Exposing Unseen Boundaries is a culmination of a week-long artist residency supported by the Institute for Transformative Practice (ITP) whose 2019-2020 theme is “Crossing Borders, Unsettling Boundaries.”

Artist Bio | Fiber artist and weaver Consuelo Jimenez Underwood has exhibited and lectured nationally and internationally for more than twenty-five years. She was born in Sacramento, California and is the daughter of migrant agricultural workers — a Chicana mother and a father of Huichol Indian descent. Her work is an external validation of ancestral memory, personal quest, and border experiences — the interconnectedness of societies, insisting on beauty in struggle, and celebrating the notion of “seeing” this world through her tri-cultural lens.  Her large-scale fiber art is inspired in equal measures by land, politics and Spirit.

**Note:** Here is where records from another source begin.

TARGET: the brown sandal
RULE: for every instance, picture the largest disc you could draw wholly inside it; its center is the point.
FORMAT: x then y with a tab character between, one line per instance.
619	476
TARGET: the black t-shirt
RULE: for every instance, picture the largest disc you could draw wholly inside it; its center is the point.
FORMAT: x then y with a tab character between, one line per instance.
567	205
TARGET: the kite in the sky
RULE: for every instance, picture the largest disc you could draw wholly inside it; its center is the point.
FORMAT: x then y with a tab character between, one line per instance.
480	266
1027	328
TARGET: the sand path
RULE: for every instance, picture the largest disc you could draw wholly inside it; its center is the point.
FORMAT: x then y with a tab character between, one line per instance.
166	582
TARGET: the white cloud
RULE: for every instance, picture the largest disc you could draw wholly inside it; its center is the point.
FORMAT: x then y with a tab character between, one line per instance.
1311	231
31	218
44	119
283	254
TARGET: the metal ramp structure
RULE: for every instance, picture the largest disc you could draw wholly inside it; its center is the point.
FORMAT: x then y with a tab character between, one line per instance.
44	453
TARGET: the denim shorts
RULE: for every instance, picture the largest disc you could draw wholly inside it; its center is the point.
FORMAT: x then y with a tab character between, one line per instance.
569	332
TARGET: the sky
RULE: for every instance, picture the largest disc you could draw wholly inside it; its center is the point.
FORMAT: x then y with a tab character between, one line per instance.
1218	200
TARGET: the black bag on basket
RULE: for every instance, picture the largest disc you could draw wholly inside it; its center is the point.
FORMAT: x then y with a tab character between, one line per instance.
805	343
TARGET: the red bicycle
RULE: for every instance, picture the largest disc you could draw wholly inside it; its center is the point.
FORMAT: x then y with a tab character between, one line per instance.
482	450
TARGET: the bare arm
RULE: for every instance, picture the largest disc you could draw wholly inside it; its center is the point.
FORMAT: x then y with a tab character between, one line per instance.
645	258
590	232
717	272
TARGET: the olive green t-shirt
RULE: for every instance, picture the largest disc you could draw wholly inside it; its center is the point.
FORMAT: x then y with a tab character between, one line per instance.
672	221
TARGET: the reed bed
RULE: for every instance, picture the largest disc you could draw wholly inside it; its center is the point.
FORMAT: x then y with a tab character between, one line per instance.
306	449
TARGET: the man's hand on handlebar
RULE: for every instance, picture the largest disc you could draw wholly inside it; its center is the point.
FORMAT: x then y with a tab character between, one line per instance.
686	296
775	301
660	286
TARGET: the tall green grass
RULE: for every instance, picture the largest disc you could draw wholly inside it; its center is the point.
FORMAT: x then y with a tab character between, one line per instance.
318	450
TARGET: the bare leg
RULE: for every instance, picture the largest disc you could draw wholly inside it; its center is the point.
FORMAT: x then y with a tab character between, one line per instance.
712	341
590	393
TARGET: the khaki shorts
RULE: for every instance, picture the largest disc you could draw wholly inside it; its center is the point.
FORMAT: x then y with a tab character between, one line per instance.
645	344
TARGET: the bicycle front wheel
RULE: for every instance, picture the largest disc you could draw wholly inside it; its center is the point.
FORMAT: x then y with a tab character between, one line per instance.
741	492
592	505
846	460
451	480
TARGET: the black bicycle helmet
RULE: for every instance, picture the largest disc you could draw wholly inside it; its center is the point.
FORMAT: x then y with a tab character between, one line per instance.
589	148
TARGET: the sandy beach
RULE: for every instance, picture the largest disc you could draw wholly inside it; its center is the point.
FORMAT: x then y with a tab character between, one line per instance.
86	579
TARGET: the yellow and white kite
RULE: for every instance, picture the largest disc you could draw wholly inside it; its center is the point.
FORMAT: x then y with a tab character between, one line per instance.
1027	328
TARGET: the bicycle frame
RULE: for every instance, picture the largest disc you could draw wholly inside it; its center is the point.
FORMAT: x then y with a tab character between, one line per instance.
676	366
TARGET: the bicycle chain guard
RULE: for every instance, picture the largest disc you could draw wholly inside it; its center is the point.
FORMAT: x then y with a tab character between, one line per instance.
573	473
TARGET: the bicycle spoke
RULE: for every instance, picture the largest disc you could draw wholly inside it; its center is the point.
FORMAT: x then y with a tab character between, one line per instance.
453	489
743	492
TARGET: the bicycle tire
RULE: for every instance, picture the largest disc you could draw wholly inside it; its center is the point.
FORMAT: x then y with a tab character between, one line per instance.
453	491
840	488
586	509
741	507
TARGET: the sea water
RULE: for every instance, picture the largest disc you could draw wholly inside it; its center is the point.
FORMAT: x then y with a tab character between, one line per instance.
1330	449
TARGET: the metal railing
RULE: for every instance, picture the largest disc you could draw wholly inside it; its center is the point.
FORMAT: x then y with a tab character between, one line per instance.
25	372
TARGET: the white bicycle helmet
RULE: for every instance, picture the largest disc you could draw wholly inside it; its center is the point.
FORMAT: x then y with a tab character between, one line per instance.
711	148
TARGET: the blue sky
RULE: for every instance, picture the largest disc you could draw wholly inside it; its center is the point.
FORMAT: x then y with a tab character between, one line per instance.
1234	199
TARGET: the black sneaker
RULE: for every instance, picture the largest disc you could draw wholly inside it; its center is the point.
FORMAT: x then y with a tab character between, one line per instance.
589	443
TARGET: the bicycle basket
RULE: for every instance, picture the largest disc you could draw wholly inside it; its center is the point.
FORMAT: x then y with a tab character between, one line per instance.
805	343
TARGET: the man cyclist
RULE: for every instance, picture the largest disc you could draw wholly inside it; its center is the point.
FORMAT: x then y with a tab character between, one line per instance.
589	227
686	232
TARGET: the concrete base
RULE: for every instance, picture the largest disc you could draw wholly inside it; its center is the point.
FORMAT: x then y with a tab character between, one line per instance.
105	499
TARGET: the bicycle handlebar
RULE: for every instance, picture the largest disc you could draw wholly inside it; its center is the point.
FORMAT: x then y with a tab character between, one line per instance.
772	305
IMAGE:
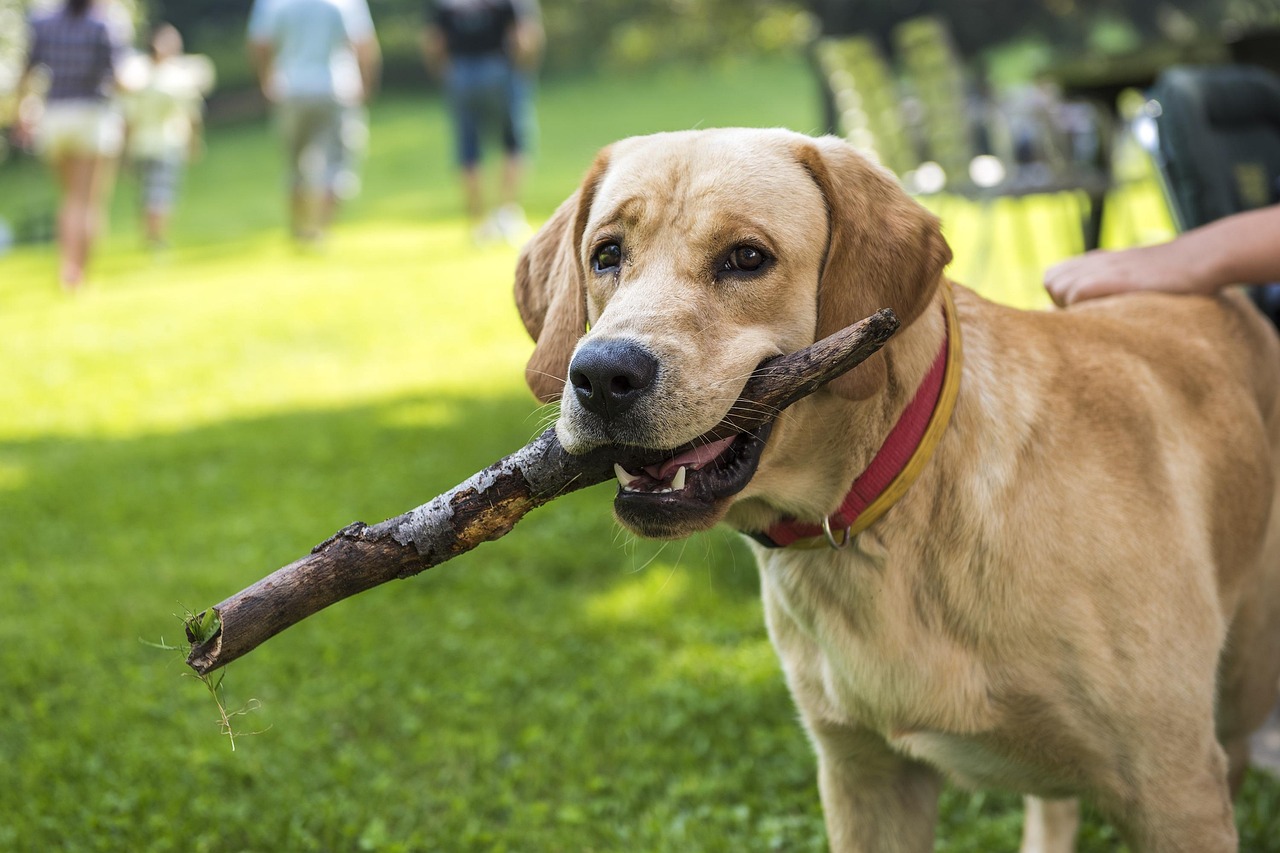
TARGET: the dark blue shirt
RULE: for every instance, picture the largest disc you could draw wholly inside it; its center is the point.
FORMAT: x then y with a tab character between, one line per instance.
474	27
78	51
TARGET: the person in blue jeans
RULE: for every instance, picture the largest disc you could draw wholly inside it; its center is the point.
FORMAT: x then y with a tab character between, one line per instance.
318	63
485	51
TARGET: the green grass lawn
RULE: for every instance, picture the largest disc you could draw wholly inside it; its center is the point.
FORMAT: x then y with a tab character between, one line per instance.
195	420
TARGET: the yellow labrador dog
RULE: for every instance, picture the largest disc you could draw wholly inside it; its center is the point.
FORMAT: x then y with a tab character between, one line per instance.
1028	551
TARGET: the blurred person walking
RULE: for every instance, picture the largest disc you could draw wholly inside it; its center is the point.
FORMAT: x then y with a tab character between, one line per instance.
318	62
67	114
164	119
485	53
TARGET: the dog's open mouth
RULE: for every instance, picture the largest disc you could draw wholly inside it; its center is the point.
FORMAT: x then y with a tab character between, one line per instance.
684	492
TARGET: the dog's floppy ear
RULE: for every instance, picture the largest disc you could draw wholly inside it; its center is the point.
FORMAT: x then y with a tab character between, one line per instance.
883	250
549	290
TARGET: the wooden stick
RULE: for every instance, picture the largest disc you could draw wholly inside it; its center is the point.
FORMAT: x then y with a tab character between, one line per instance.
488	505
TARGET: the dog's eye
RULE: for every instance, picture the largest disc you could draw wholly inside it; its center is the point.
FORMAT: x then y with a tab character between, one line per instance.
744	259
607	256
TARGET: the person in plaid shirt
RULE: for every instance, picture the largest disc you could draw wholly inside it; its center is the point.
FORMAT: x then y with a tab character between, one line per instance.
74	53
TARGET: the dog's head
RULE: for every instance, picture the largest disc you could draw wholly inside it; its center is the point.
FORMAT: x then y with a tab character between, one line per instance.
685	260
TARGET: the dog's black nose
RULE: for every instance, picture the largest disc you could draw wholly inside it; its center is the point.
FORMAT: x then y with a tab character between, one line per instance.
609	375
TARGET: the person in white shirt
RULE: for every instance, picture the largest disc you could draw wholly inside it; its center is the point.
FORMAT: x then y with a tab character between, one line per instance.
163	115
318	63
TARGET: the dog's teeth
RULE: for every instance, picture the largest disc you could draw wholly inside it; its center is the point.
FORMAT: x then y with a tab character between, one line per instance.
624	478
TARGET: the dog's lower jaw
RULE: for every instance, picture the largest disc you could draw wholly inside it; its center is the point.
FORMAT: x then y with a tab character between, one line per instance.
663	518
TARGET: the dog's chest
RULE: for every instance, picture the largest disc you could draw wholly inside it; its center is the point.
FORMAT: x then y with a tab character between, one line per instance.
855	649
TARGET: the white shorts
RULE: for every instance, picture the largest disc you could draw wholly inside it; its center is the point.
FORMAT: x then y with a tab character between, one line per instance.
85	128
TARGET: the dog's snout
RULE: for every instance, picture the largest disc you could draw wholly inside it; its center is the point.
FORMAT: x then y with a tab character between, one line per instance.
608	377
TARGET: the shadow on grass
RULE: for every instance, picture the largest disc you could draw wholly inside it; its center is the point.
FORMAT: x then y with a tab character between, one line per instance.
563	688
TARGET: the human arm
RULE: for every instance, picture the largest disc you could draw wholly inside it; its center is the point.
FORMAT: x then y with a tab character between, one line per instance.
526	39
435	54
1242	249
261	56
369	58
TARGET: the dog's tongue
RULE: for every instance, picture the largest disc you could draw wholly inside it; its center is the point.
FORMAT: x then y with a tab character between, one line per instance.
694	459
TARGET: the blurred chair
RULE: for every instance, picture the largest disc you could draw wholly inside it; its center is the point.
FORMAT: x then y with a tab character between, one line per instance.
863	100
993	155
1215	136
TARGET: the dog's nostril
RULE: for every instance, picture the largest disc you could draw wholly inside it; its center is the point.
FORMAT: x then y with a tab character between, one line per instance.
621	384
609	375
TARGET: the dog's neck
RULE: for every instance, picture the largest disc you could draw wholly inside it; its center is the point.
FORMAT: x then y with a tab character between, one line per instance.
922	372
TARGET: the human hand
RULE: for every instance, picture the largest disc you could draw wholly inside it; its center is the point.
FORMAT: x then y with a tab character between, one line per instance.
1169	268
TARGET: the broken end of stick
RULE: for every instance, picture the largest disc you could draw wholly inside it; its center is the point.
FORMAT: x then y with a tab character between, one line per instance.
205	634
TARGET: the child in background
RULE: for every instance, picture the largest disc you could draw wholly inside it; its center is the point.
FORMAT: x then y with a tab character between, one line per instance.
163	112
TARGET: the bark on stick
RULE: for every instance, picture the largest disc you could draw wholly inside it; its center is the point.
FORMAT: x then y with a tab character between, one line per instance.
488	505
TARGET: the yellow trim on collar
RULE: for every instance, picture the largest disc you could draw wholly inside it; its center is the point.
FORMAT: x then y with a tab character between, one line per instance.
946	402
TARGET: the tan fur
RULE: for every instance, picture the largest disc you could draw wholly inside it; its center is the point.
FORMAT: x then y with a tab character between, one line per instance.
1089	561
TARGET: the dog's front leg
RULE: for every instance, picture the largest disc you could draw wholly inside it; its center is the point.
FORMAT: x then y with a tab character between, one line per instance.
874	801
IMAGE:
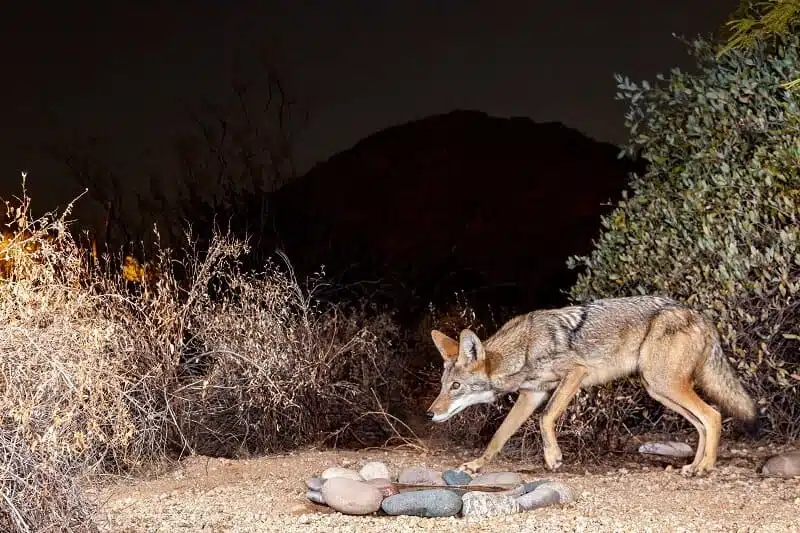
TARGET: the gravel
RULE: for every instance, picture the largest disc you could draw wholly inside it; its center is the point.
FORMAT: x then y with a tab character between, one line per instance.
268	494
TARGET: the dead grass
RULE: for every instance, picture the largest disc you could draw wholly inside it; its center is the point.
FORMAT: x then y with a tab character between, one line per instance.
100	375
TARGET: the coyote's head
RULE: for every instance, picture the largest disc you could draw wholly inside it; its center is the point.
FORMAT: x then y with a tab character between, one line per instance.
465	380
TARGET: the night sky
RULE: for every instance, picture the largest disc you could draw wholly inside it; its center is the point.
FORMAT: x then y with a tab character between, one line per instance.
130	73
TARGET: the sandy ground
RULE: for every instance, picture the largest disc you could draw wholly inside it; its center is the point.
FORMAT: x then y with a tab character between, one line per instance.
628	492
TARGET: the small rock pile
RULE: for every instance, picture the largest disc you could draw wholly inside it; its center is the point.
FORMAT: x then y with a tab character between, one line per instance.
371	490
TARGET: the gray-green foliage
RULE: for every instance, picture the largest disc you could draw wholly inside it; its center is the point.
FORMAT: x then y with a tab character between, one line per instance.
714	219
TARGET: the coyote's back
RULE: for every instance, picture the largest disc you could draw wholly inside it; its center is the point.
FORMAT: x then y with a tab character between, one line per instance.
554	353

Underwood’s art is part of permanent collections in museums such as the Smithsonian American Museum of Art, Museum of Art & Design in New York, the National Hispanic Center for the Arts, New Mexico, the Mexican Museum in San Francisco and the Oakland Museum of California. She received her BA and her MA from San Diego State University in 1981. She began teaching fiber art at San Jose State University in 1987, where she received her MFA. Now retired, she has taught for more than twenty years and continues to inspire young artists to take up the thread.